Preparing for Iron Wolf: More than 60 additional vehicles, including the self-propelled howitzer Panzerhaubitze 2000, reinforce the exercise / Photo by Maurice Fateiger
Diversity is strength
This was followed by the traditional gunnery competition which saw main battle tank and infantry fighting vehicle crews vying for a trophy. Showcasing speed and precision, the Norwegian teams carried the day, repeating last year's win of the Iron Spear trophy for Enhanced Forward Presence Battle Group Latvia.
"We offer a diverse set of skills for possible collective defence operations in the Baltic states", says Lieutenant Colonel Hebisch and adds: "I consider these differences a strength of our defensive alliance. Acquainting ourselves with the capabilities of our partners is one goal of our common efforts here in Lithuania. Hence, our motto: 'strong – together'.
Now I eagerly look forward to the upcoming challenge, the highlight of the multinational training activities on the way to attaining the 'combat ready' status."
Reinforcements: 300 additional soldiers and 60 vehicles
The operational readiness of each rotation is assessed during an exercise. Currently a multinational team of evaluators is examining the 9th rotation's capabilities in the context of exercise Iron Wolf taking place at the Lithuanian Gaižiūnai military training area from 19 May to 31 May 2021. Lieutenant Colonel Hebisch explains: "During the certification exercise Iron Wolf, we – together with the Lithuanian Iron Wolf Brigade – showcase our operational readiness and interoperability as well as our operational capabilities."
The exercise taking place in the greater Rukla area is participated by approximately 4000 soldiers from different nations. They either form part of the exercise force or act as umpires in a supervisory capacity. In order to create realistic conditions for the certification exercise, more than 300 additional military personnel and more than 60 vehicles have been transported to Lithuania by air or rail during the past two weeks. Initially, German forces from 3 Reconnaissance Support Battalion in Lüneburg and 325 Artillery Training Support Battalion in Munster took part in combat exercises.
Close cooperation and mutual integration
Exercise Raging Leopard in June 2021 will be the final highlight for the 9th rotation. During the two-week exercise, Lithuanian forces and the soldiers of Enhanced Forward Presence Battle Groups Lithuania and Latvia will train together.
"Our contribution to collective defence and deterrence requires close cooperation and mutual integration of our forces. Joint training activities and exercises help us increase cohesion and provide an opportunity to exchange experience and learn from each other. During our mission, we experience every day what it means to be in NATO", concludes Lieutenant Colonel Hebisch.

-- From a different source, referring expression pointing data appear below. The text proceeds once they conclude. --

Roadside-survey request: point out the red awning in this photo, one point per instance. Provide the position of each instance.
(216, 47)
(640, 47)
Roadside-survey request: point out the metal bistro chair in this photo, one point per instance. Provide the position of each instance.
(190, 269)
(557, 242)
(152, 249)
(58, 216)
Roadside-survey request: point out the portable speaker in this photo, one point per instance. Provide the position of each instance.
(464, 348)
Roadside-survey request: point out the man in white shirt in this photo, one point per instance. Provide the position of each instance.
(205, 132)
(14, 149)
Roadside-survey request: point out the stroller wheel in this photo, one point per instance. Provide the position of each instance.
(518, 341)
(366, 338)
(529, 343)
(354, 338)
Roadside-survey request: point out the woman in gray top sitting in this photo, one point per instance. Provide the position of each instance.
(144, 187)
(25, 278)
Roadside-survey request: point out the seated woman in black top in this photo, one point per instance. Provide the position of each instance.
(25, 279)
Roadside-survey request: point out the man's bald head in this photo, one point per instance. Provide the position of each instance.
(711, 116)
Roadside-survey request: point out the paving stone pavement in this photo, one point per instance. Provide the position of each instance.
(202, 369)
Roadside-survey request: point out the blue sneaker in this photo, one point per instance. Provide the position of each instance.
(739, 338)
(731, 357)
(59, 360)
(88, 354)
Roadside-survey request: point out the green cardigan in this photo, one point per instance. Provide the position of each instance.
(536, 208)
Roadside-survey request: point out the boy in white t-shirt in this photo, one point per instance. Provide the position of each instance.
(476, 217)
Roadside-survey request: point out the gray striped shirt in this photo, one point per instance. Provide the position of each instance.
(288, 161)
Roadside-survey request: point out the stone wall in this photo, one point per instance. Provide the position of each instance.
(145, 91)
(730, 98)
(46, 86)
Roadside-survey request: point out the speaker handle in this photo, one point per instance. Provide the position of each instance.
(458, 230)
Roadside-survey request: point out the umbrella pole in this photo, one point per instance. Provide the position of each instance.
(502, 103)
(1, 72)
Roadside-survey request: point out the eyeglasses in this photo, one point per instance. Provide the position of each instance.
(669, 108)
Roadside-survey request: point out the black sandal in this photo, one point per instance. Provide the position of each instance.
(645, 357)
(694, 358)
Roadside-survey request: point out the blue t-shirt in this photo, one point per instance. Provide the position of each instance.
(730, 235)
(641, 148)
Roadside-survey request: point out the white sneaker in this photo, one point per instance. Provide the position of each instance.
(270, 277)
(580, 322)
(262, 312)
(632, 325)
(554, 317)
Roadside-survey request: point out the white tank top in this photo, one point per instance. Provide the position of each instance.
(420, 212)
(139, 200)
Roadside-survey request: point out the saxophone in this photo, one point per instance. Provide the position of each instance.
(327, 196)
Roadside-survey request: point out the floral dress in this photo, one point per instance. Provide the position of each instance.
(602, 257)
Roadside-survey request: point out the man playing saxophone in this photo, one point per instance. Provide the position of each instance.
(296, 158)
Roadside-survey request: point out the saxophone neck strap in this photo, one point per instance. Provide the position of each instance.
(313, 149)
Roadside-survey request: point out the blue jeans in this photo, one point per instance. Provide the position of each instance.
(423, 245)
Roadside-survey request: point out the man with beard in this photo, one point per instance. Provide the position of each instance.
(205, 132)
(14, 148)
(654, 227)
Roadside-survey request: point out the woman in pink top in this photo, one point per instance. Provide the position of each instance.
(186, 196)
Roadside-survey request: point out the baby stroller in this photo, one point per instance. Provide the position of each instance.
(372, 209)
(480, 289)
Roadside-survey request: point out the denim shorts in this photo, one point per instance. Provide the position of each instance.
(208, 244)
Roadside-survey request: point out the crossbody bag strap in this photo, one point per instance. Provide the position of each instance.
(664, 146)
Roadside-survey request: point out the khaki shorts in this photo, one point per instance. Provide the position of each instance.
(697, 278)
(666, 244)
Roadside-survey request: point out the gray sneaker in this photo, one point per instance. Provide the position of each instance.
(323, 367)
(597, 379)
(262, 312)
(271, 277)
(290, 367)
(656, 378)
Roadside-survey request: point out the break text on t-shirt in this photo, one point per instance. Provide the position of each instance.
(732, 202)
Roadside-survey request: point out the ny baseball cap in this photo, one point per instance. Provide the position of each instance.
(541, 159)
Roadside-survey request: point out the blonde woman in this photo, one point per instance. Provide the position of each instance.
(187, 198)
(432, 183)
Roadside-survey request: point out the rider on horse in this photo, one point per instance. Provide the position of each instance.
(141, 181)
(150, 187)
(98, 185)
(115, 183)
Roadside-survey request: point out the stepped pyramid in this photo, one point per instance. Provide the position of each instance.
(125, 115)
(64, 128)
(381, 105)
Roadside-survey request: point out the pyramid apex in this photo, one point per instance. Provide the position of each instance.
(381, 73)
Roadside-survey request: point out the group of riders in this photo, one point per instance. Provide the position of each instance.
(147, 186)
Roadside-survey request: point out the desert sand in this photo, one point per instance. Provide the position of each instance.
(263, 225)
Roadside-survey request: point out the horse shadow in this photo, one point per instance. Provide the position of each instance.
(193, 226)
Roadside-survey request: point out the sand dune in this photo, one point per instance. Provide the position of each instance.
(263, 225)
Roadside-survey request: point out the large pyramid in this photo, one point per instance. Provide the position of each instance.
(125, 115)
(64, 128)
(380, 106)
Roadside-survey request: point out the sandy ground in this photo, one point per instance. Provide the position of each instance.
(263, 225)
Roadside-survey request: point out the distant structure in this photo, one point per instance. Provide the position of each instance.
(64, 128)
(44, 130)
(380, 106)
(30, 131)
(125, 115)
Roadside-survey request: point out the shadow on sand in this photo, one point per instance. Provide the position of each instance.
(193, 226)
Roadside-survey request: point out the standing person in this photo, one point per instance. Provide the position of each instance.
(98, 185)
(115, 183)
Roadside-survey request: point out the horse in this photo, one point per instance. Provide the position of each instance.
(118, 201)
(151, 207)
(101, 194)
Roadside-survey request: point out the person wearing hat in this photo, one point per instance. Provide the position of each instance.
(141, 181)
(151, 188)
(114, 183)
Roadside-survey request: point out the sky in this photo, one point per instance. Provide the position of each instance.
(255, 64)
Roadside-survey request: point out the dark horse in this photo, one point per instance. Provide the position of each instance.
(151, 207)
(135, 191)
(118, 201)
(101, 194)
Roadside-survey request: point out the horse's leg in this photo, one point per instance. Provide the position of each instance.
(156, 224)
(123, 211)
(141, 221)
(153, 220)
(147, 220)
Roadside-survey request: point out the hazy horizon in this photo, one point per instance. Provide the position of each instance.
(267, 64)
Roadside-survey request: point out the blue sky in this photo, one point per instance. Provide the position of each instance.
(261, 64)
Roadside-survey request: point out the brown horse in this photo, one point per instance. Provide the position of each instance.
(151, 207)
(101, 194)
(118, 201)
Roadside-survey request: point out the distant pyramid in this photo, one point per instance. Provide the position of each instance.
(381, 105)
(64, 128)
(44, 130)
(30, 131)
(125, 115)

NATO's unreserved solidarity
"The perception of security is invariably a subjective feeling influenced by personal experience, the history of one's country and the current political context. It, therefore, seems natural to me that Germany is committed to this NATO mission", explains the lieutenant colonel.
He concludes: "The multinational presence in the Baltic region in support of our Lithuanian friends is a powerful symbol of NATO's unreserved solidarity. I can assure you that the men and women of Enhanced Forward Presence Battle Group Lithuania – whether they are from Belgium, Germany, Luxembourg, the Netherlands or Czech Republic – are doing an outstanding job. We will continue to make an essential contribution to the defence of the eastern flank of the Alliance in Lithuania."